It’s been a while, but it’s time for another round of HDR collaboration. We had originally planned for this to go up on Halloween, but Hurricane Sandy intervened. So if some of the entries tend towards the eerie, that’s why. That we ended up publishing on Election Day as a substitute for Halloween, well, write your own jokes. Playing this round are Jacques Gudé, Mike “TheaterWiz” Criswell, Jimmy Denham, and Rob Hanson.
That’s my take on the image above. Before letting the crew show and discuss their own interpretations, I need to explain that everyone had a choice of two sets of photo brackets to work with. They were identical except for one camera setting. One set was shot with a shallow depth of field at an Aperture setting of f/2.8, and the other with broader DOF at Aperture f/11. Each participant chose one set, or in some cases, mixed them together. I personally used the f/2.8 version with shallow depth of field, with tiny bits of the other version mixed in, mostly on windows and doorways.
Finally, you might see some text formatting issues, with the explanations of my collaborators wrapped around their images instead of positioned more clearly below. It probably depends on the size and resolution of your monitor. If I can figure how how to fix that, I will.
Now, on to the other visions:
It has been far too long since I’ve had the opportunity to work brackets with you guys, and this is definitely a great set to come in on. You all know I love me some URBEX. As it turns out, I just finished watching the first bangin’ episode of this season of The Walking Dead, so I’ve channeled that while I was processing this. My man Mark (‘sup Dude?) tossed some fab brackets out there for us, as he always does. In fact, he gave us two sets (one with the background in focus, and one with only the foreground in focus). Rather than choose, I opted to process both through Photomatix, toss the finished files into Photoshop, and then mask the crispy bits from each bracket into one prison sandwich. No, not that kind of prison sandwich! Anyway. I used a few of my favorite tools to bring out the details in the shot, then tossed in a little secret sauce to get a bit of an illustrated effect in goin’ (it is, after all, somewhat inspired by the “Graphic Novel” (we called ’em comics when I was a kid) based The Walking Dead). I then darkened some areas, while shining a bit of light on others. Added a little selective color saturation and that about did it. Again, thanks Mark for some great brackets to bash about, and [belated – ed.] Happy Halloween to all of you!!!

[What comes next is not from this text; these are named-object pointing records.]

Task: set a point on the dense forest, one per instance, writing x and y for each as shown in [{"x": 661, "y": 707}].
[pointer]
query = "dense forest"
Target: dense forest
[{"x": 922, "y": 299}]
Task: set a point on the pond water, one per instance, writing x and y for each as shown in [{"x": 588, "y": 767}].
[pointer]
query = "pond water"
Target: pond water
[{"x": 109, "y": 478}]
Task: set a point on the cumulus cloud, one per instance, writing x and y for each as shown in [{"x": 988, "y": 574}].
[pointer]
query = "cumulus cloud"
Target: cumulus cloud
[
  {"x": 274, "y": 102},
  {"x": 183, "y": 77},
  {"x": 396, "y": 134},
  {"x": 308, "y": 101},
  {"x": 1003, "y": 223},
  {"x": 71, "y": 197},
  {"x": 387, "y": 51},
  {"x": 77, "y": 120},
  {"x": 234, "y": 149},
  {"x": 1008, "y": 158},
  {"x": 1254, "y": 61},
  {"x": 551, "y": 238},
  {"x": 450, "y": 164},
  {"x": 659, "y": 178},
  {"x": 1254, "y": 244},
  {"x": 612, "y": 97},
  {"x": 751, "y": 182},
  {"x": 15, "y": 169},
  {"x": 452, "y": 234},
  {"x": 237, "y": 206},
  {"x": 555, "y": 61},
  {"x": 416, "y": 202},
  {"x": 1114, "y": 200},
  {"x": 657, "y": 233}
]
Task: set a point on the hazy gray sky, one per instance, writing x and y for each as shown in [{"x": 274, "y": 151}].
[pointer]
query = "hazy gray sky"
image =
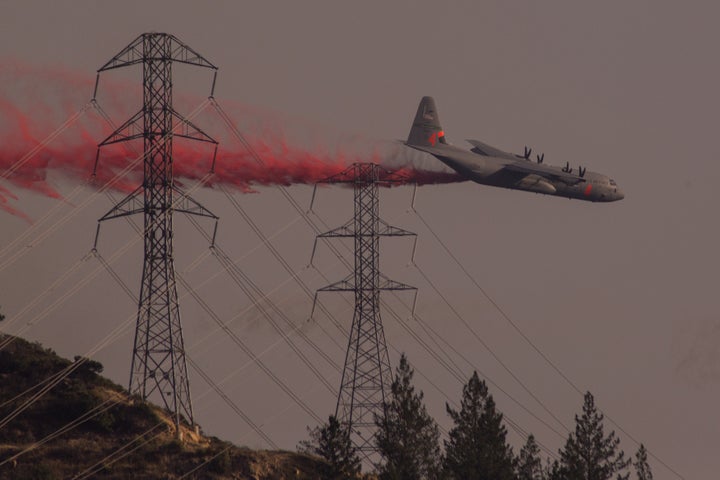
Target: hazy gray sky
[{"x": 622, "y": 297}]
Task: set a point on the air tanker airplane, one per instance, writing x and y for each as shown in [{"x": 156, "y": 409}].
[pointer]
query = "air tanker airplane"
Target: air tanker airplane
[{"x": 489, "y": 166}]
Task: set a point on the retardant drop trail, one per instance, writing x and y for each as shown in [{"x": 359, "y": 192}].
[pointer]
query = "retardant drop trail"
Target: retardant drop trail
[{"x": 38, "y": 104}]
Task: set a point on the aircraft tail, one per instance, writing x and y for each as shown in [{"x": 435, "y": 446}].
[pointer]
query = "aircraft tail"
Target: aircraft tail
[{"x": 426, "y": 130}]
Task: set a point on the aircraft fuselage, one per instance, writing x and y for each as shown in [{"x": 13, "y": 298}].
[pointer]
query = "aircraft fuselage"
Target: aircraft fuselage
[{"x": 549, "y": 180}]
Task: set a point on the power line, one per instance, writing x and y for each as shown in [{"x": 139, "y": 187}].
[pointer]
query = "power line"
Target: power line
[{"x": 547, "y": 360}]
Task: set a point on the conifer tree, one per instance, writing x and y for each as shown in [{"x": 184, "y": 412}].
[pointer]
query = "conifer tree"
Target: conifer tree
[
  {"x": 588, "y": 453},
  {"x": 642, "y": 467},
  {"x": 407, "y": 437},
  {"x": 332, "y": 443},
  {"x": 529, "y": 464},
  {"x": 476, "y": 447}
]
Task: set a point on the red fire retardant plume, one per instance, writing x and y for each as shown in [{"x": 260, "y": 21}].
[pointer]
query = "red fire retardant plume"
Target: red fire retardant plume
[{"x": 36, "y": 101}]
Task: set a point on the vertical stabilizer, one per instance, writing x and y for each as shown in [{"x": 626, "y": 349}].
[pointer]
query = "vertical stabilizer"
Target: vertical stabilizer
[{"x": 426, "y": 130}]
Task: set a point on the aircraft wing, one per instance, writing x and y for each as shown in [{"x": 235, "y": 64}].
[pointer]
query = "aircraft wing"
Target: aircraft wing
[
  {"x": 486, "y": 150},
  {"x": 543, "y": 171}
]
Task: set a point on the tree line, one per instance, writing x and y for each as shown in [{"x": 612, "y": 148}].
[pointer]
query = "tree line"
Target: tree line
[{"x": 476, "y": 448}]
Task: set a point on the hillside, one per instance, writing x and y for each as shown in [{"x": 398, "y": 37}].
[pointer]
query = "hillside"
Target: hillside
[{"x": 120, "y": 438}]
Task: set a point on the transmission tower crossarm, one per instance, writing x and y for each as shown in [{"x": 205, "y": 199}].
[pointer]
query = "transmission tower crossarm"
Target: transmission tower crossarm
[
  {"x": 188, "y": 205},
  {"x": 388, "y": 284},
  {"x": 345, "y": 285},
  {"x": 191, "y": 131},
  {"x": 132, "y": 129},
  {"x": 130, "y": 205},
  {"x": 175, "y": 51},
  {"x": 387, "y": 230},
  {"x": 346, "y": 230}
]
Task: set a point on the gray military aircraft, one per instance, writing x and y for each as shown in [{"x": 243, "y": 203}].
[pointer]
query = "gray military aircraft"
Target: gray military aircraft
[{"x": 489, "y": 166}]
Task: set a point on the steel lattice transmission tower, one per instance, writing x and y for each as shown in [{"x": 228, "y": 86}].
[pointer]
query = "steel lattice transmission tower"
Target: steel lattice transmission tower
[
  {"x": 367, "y": 374},
  {"x": 158, "y": 363}
]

Thanks for the great gritty Urbex Brackets Mark, I always enjoy someone else’s grunge! Great Stuff. I liked both versions, and in the end used both. I was really unsure of the processing on this one, so many details to catch the eye’s. I went with a simple approach and enjoyed every bit of it, nice stuff and great to have the collab back in the saddle. A shout out to Jacques as well, welcome back!
As for the processing, I am still stuck with Photomatix, a little NIK and OnOne, thanks again Mark.

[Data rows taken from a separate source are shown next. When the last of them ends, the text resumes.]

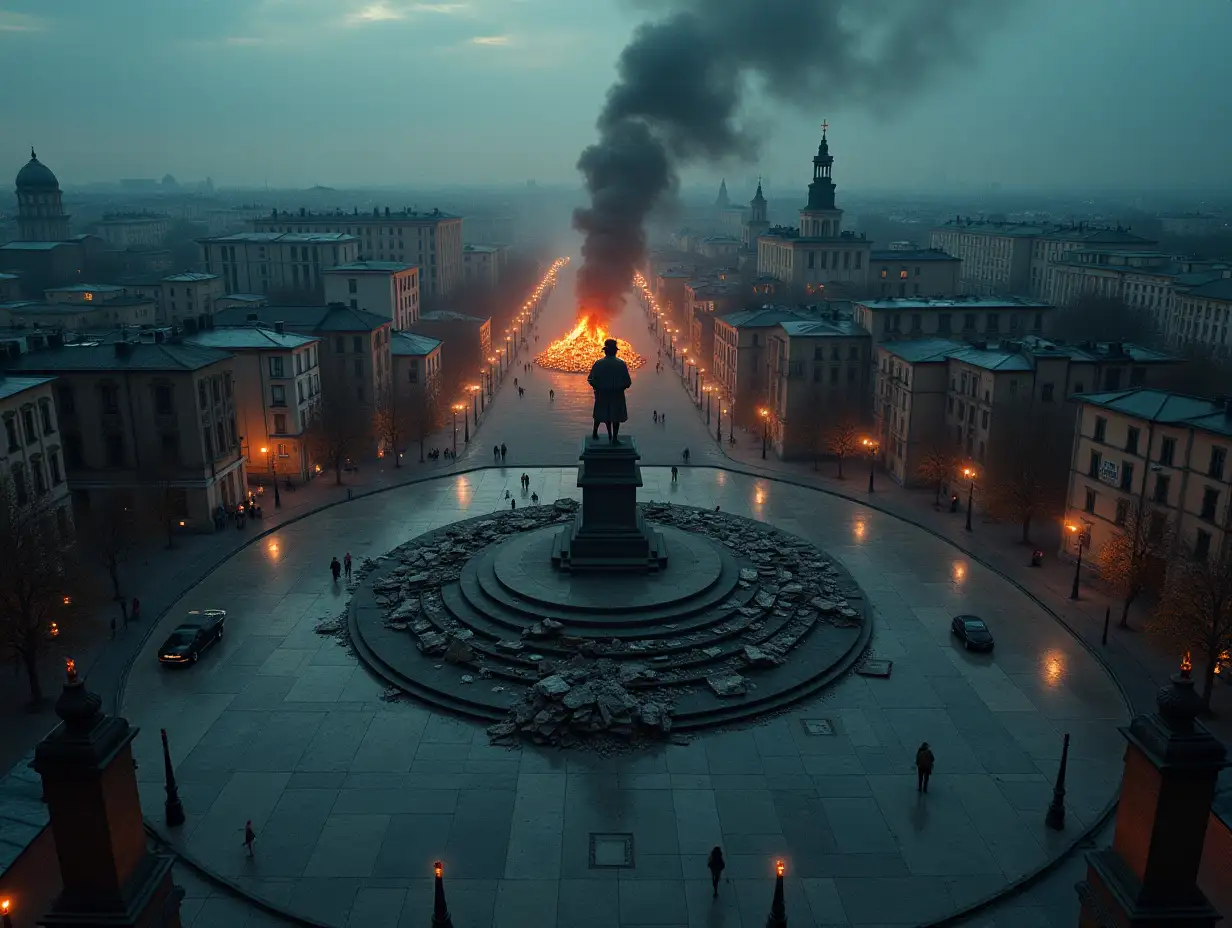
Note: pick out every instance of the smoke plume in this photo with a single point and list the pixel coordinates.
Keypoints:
(683, 79)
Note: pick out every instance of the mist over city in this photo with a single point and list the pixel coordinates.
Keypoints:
(542, 464)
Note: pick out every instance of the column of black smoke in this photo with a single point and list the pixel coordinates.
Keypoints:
(684, 75)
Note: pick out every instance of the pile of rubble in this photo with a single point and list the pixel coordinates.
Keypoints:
(585, 699)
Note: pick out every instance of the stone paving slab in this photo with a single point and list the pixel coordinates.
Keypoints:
(840, 809)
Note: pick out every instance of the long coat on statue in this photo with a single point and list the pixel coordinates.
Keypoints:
(609, 377)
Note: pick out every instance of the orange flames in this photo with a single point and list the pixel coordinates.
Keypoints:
(577, 350)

Scenes like this are fantastic! They have so much detail, so many possible areas on which to concentrate. When you have really good ‘mess’, the eyes dance around the scene, and it’s a pleasure to go to work on it.
We were given two versions to work with for this round. Why not work with both? As a base, the two sets were combined into one image in order to pull up the details. Several different directions were taken until the lighting seemed just about right — natural, yet illuminating the details of the switch box, the graffiti, the floor, and that gorgeous ceiling. I figured a good bit of straightening was in order, but there was nothing that could be done with those studs in the center… they’re too far gone.

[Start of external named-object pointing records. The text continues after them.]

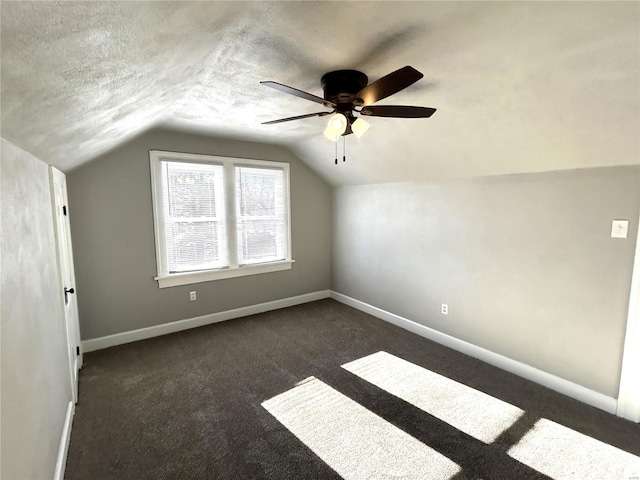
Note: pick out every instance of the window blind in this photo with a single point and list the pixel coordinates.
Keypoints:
(194, 223)
(261, 215)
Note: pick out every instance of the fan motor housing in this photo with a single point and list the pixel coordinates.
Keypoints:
(341, 86)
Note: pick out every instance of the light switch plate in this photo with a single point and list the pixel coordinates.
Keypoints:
(619, 228)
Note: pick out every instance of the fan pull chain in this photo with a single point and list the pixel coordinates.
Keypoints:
(344, 149)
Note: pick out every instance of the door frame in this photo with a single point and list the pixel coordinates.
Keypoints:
(66, 274)
(629, 393)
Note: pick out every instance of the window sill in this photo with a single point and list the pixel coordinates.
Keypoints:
(176, 279)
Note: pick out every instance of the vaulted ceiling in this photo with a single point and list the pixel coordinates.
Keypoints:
(519, 87)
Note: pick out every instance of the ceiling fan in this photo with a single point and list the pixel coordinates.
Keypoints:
(348, 91)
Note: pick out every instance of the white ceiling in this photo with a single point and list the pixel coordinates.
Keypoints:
(519, 87)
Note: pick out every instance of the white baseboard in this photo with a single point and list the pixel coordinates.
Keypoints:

Great sets of brackets Mark – loved the grit, texture and decay! I struggled a bit to come up with a plan for processing, though. The suspended socket was the most obvious focal point, but focusing on it pretty much meant secluding the rest of the frame, at least to a point. So, instead, I decided to go black and white and apply a Kodak Tri-X preset to the tone mapped image in Aperture, then up the contrast to better accent the textures. The intent was a vintage-like B&W and I liked the finished product!
Once again, thanks Mark for another great set of brackets – really enjoyed them!